Wittekindshofer Mitarbeiter fertigen Mund- und Nasenschutz für internen Gebrauch
Ehrenamtliche Masken-Näher gesucht

Bad Oeynhausen (WB). In Zeiten der Corona-Krise werden auch im Wittekindshof Schutzmasken knapp. Mitarbeiterinnen, die sonst Menschen mit Behinderung in den Wittekindshofer Werkstätten unterstützen, nähen deshalb in ihrer Arbeitszeit Mund- und Nasenschutze. Nun sucht die Freiwilligenzentrale auch ehrenamtliche Helfer, die von zuhause aus Behelfsmasken nähen.

Donnerstag, 02.04.2020, 08:45 Uhr aktualisiert: 02.04.2020, 08:50 Uhr
Sandra Pollex (links) und Nicole Schnepel von der Freiwilligenzentrale haben kochbare Baumwollstoffe gekauft, aus denen Behelfsmasken genäht werden können. Foto: Jaqueline Patzer

„Da die Werkstätten derzeit größtenteils geschlossen sind und nur wenige Menschen mit Behinderung zur Arbeit kommen, deren Pflege und Unterstützung im privaten Umfeld sonst nicht gesichert ist, haben Kolleginnen die Kapazitäten, Mund- und Nasenschutze in ihrer Arbeitszeit zu nähen, die hier im Wittekindshof zum Einsatz kommen. Schon mehrere hundert Stück sind fertig, aber wir benötigen mehr“, berichtet Diakon Andreas Nettingsmeier, Geschäftsbereichsleitung in den Wittekindshofer Werkstätten.

„Wir wollen den Tröpfchenflug und somit mögliche Ansteckungsrisiken so gut es geht minimieren. Da ist es förderlich, wenn beispielsweise schwerstmehrfachbehinderte Menschen, die körperlich nicht in der Lage sind, in ihren Ellenbogen zu niesen, das Tragen der einfachen Schutzmasken tolerieren. Aber auch Mitarbeitende in den Wohnhäusern und dem Pflegedienst sollen sie tragen, so empfiehlt es auch das Robert-Koch-Institut“, erklärt Andreas Nettingsmeier.

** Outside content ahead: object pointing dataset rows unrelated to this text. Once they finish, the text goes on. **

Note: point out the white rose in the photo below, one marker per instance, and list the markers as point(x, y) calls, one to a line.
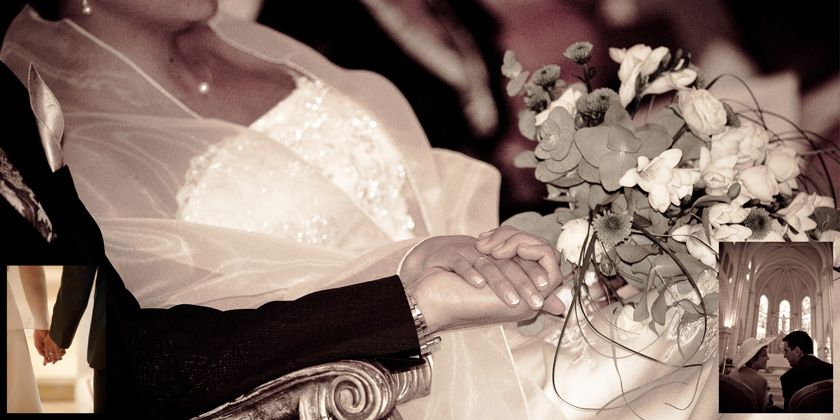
point(567, 101)
point(664, 184)
point(718, 174)
point(749, 142)
point(702, 111)
point(571, 239)
point(783, 162)
point(799, 211)
point(758, 182)
point(694, 238)
point(670, 81)
point(638, 61)
point(833, 236)
point(723, 214)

Heike Schürmann, Claudia Wittemeyer und Sabine Gärtner-Schulze – gelernte Näherinnen, Schneiderinnen und Bekleidungsfertigerin – nähen in der Werkstatt Sonnenbrede auf dem Gründungsgelände in Volmerdingsen die Behelfsmasken. Etwa sechs bis sieben Minuten benötigen sie für die Fertigung einer Maske. „Kochbaren Baumwollstoff haben wir aus unseren Beständen genommen, ebenso das Schlüpferband zur Befestigung am Kopf. Doch das wird langsam rar“, berichtet Schürmann. Karsten Förster bügelt die Stoffzuschnitte, damit seine Kolleginnen vorankommen. „Spätestens am Ende der Schicht oder nach Durchfeuchtung müssen die Masken gewechselt werden.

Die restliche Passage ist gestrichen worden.